1941 armour piercing 303


I found a 303 cartridge on the beach between Bawdsey Manor (development of radar fame) and Shingle Street (possible German raid foiled) Suffolk UK. The coast is littered with pill boxes. The case has K 1941 W1 marked on it. So it seems it is a common make, but does the W1 make it an armour piecing round? If so does anyone know if it was used by home guard, RAF or regulars? Are AP rounds common from this period? Were they normal issue? May this be left over from the abandoned raid on this part of the coast that was hushed up?
Any info would be gratefully received.


Welcome David

Yes the British code for Armour Piercing is a “W”, the “1” that it was the Mark 1, AP bullet, and the “K” means that the case was made by Kynoch. That the full year as opposed to just the last two digits was used on the headstamp means it was higher quality and to be issued to the RAF.
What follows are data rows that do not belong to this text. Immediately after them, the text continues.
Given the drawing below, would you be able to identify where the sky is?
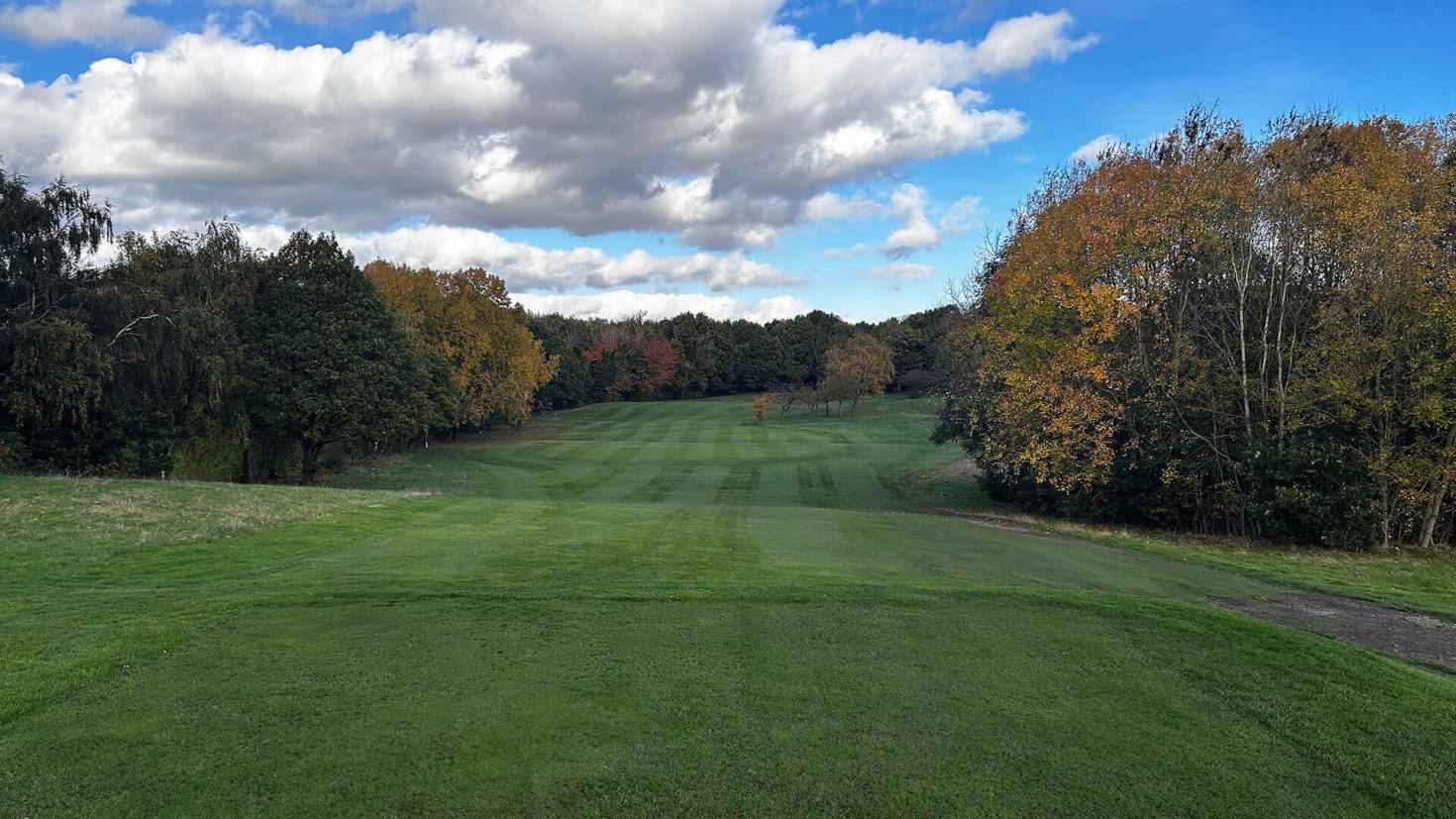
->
[0,0,1456,322]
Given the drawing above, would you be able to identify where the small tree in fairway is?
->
[825,333,895,410]
[246,232,425,483]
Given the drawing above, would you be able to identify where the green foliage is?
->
[243,232,430,483]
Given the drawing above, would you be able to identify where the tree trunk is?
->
[1419,423,1456,549]
[298,438,323,486]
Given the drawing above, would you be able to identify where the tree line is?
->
[936,109,1456,549]
[0,167,954,483]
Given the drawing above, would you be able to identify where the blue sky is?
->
[0,0,1456,320]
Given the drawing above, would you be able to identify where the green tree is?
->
[245,232,428,483]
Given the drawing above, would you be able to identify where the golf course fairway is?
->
[0,397,1456,818]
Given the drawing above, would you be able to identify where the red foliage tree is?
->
[638,339,678,394]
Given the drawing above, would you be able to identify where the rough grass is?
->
[0,398,1456,816]
[0,475,402,549]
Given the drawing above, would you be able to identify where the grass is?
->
[0,398,1456,816]
[908,468,1456,621]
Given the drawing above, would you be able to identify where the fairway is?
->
[0,398,1456,818]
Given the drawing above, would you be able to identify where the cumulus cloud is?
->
[976,10,1097,74]
[0,0,167,47]
[230,226,799,291]
[820,242,870,258]
[880,185,985,258]
[1068,134,1124,164]
[865,261,935,281]
[515,289,809,323]
[0,0,1092,251]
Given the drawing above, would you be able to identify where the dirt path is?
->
[1215,593,1456,673]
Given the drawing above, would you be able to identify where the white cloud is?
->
[865,261,935,281]
[880,185,985,258]
[976,10,1097,74]
[1068,134,1124,164]
[820,242,870,258]
[230,226,799,291]
[941,196,986,236]
[0,0,167,47]
[515,289,811,323]
[0,0,1091,251]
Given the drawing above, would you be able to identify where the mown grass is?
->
[0,400,1456,816]
[907,468,1456,621]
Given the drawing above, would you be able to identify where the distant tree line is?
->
[0,168,955,483]
[936,109,1456,549]
[530,305,960,409]
[0,171,557,481]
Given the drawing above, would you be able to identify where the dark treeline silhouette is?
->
[0,168,954,483]
[532,307,960,409]
[938,109,1456,549]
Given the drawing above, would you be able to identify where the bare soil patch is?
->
[1215,593,1456,673]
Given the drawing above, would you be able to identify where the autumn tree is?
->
[364,260,558,428]
[824,333,895,410]
[936,109,1456,547]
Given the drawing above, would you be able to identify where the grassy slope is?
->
[0,400,1456,816]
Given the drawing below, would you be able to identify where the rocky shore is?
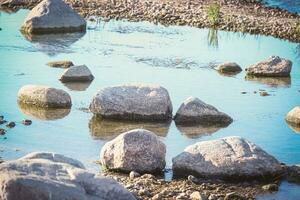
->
[0,0,300,42]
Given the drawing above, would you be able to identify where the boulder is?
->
[215,62,242,74]
[90,84,173,121]
[60,65,94,82]
[47,60,74,68]
[18,85,72,108]
[21,0,86,34]
[285,106,300,126]
[246,56,292,77]
[172,136,283,181]
[100,129,166,173]
[174,97,232,126]
[0,153,135,200]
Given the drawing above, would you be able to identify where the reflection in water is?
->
[18,103,71,120]
[176,124,225,139]
[63,81,92,91]
[89,116,171,140]
[245,76,291,87]
[23,32,85,56]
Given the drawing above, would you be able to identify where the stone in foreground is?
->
[90,84,173,121]
[172,137,282,181]
[285,106,300,126]
[21,0,86,34]
[100,129,166,173]
[215,62,242,74]
[60,65,94,83]
[174,97,232,126]
[47,60,74,68]
[0,153,135,200]
[18,85,72,108]
[246,56,292,77]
I think it very doubtful it was issued to Home Guard, because as I understand it Home Guard got the ‘leavings’ for the most part when it came to equipment.

As to common, I’d think relatively so, and that it would depend on the unit and mission for issue, be it RAF or regulars.

Does it have a raised “K” on the inside of the case at the bottom?

PS have you heard of Slapton Sands, Torcross & is it close?


Thank you for this Pete.
The K is right next (and to the left) of the date, not raised, the same size as the date stamp.
The site is on the east coast the other side of England to Slapton.
Winston was expecting the Jerries to land here and there were lots of defences.
There was a tank range near by at Boyton Marches and after the war lots of cold war testing of parts for bombs at Orfordness.
If it was issued to the RAF could it have dropped from a dog fight?
It probably did not have anything to do with the hushed up raid as that was in 1940, but this makes a good read if you like a bit of delving into a mystery, lots on the net about it.
I have got a case from out side a pill box down the coast at Walton on the Naze and the markings on that are of old stock that ties up with Home Guard use. I have been luck to pick them up off the beaches. I do not use a detector.


It could be for HG use, as the RAF had a “Once used, Dispose of” policy:

Once ammo had been up in the Colder atmosphere and Low pressure above 5,000 ft ( I don’t now exact Height)
the ammunition was no longer considered “Air Quality” and relegated to ground use…so when aircraft came back from a mission with unused ammo, it was taken out and new ammo provided. The returned ammo was declassed to “Ground use only” and returned to store or passed on to local units ( Airfield guards, HG, Ground Gunnery Training, etc.)

The same happened to ammo passed its “Use By” date ( usually One Year for Air Quality ammo)

Doc AV


The full year markings on .303" to signify .‘aircraft grade’ was abandoned in 1939,afterwhich all .303" ammunition was made to air service standards after which both full year and the last two digits were used on all .303" ammunition until it was ordered that from January 1st 1943 that only the two digit year numbers was to be headstamped.



Thank you Doc for this, I did not know this. I assume this no longer applies or there would be a lot of used once ammo in sheds.


Thank you Tony, again very useful information, thanks for sharing it.


The raised “K” I was asking about is inside the case and at the bottom of it, not the headstamp on the outside.
It is an empty case isn’t it? If it still has the bullet the letter will not be seen without pulling the bullet & don’t bother to do that.

Ta for the correction of the usage of the full date for aircraft grade.

Interesting that you think AP could have been issued to home guard.


Hi Pete,

Its quite corroded in there but I can’t see any letters on the inside base. There looks like two small dots less than a mm in size either side of the base.



Do you have any reference or documentation in relation to this “Once used, Dispose of” policy:?

The only ‘Use by Date’ for .303" that I am aware of, is that it was not to be used in synchronized guns after two years from date of manufacture.



Ta David, the two dots are the primer vent holes.